Ardea Biosciences, a wholly owned subsidiary of AstraZeneca, is headquartered in San Diego, CA.  We are a biotechnology company focused on the development of small-molecule therapeutics for the treatment of serious diseases.  

Ardea is searching for a Sr. Clinical Trial Mateiral Associate to join the team.

The Senior Clinical Trial Material Associate will manage Clinical Trial Material (CTM) projects including cGMP document review, clinical study drug management and other general activities including but not limited to duties in the following functional areas; study drug shipment planning, shipment and tracking, inventory management, retest update tracking, drug reconciliation, billing/invoice support and assisting with the maintenance of the company Electronic Document Management System (EDMS) as well as the drug supply IXRS as it pertains to CTM delivery and documentation.

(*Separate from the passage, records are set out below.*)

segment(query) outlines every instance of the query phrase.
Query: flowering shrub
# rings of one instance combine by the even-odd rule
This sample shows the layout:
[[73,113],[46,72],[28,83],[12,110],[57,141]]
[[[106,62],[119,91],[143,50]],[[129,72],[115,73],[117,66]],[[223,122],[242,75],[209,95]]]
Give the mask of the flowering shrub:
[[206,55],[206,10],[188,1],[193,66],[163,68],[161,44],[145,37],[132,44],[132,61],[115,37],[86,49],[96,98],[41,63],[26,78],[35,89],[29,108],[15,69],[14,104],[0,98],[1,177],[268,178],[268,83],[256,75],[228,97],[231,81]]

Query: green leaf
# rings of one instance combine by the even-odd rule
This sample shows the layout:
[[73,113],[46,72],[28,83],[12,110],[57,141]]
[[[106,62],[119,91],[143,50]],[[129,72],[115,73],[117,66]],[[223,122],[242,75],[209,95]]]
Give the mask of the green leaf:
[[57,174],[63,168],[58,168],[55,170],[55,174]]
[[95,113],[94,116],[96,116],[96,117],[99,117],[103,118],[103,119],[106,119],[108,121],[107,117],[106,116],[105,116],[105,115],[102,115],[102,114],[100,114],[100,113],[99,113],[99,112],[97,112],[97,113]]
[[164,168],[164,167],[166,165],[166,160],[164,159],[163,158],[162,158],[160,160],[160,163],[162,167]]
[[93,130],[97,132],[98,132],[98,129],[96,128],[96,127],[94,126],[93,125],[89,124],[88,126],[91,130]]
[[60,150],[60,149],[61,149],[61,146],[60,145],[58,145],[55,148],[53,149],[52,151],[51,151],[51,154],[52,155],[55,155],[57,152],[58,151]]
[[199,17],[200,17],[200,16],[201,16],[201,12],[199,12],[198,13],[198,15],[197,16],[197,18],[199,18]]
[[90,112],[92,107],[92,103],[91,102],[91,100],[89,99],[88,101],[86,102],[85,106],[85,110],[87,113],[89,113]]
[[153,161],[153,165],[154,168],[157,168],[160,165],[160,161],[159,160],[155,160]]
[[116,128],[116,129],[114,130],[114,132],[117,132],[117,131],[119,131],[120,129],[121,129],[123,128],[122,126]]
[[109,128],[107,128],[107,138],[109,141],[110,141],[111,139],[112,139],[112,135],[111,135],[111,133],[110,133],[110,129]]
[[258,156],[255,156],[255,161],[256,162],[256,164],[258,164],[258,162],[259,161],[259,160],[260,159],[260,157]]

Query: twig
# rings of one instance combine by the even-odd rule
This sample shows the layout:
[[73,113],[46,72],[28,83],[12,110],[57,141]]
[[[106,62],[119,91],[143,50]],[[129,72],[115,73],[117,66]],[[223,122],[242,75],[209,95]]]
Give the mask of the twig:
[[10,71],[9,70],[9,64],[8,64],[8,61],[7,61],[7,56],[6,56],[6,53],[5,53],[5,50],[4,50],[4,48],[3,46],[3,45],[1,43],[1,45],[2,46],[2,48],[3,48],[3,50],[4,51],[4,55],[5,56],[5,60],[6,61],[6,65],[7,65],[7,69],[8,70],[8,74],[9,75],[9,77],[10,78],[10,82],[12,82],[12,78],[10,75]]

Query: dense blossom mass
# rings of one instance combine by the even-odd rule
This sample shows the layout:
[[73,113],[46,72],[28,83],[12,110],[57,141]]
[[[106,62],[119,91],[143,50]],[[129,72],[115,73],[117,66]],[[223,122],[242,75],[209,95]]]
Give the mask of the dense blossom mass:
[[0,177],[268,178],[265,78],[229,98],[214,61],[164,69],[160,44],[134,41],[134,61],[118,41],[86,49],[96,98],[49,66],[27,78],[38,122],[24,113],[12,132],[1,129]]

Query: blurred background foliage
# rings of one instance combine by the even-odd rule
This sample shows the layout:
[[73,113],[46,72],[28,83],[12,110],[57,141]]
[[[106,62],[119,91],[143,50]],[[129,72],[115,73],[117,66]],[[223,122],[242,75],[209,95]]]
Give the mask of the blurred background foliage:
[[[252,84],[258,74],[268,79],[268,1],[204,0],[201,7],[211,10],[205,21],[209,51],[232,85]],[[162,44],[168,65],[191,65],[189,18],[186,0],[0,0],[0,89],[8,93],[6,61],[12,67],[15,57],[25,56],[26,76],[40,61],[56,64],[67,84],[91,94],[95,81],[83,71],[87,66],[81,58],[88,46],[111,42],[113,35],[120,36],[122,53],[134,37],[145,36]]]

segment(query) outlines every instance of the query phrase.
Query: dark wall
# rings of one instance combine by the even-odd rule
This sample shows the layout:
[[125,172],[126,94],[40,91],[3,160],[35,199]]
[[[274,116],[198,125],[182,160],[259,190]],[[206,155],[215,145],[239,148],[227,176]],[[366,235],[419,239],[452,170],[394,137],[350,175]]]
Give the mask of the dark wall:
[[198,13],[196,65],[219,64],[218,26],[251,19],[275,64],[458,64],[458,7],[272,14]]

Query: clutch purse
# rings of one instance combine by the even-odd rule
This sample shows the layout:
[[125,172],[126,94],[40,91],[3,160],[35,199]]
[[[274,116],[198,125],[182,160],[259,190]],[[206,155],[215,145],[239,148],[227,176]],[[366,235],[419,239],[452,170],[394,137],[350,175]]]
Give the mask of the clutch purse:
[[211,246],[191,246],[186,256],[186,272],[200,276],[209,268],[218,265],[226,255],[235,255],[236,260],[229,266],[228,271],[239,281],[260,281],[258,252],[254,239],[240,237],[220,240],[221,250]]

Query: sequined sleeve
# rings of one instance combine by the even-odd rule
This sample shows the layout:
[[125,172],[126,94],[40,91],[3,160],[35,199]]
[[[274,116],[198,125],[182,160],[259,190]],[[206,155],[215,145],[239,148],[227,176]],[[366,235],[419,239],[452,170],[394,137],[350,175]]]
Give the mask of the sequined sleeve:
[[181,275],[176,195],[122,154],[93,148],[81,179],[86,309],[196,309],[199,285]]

For projects assigned, Sr. CTM Associate shall be responsible to manage drug supply chain activities as directed by the lead of Pharmaceutical Sciences for that project and in accordance with Ardea SOPs, Regulatory regulations/guidelines and project requirements. The Sr. CTM Associate is given increased responsibilities to lead specific activities and can resolve issues, make decisions, and escalate issues appropriately.

Primary Duties and Responsibilities

Function as a leader in the creation, maintenance and coordination of full drug reconciliation process including review and approval of drug reconciliation records across clinical studies working directly with functional representatives (Clinical, Quality Assurance, etc.) as needed.
Assist in the technical review of clinical trial material documents; manage logging and archiving of CTM packaging records into document tracking system, First Point and any Quality Assurance (QA) systems as appropriate.
Track drug supply and maintain current inventory records for clinical trial material.
Track retest updating of clinical trial material.
Develop templates and SOPs that assist in the management of CTM processes.
Assist with special projects as needed.

Requirements

Bachelor’s degree in a scientific discipline.
Clinical supply chain experience or clinical study management background.
Trained on the interpretation and application of cGMP documentation guidelines.
Ability to assist with CTM activities for multiple clinical studies as necessary.
Strong attention to detail.
Strong experience in using Microsoft Office programs.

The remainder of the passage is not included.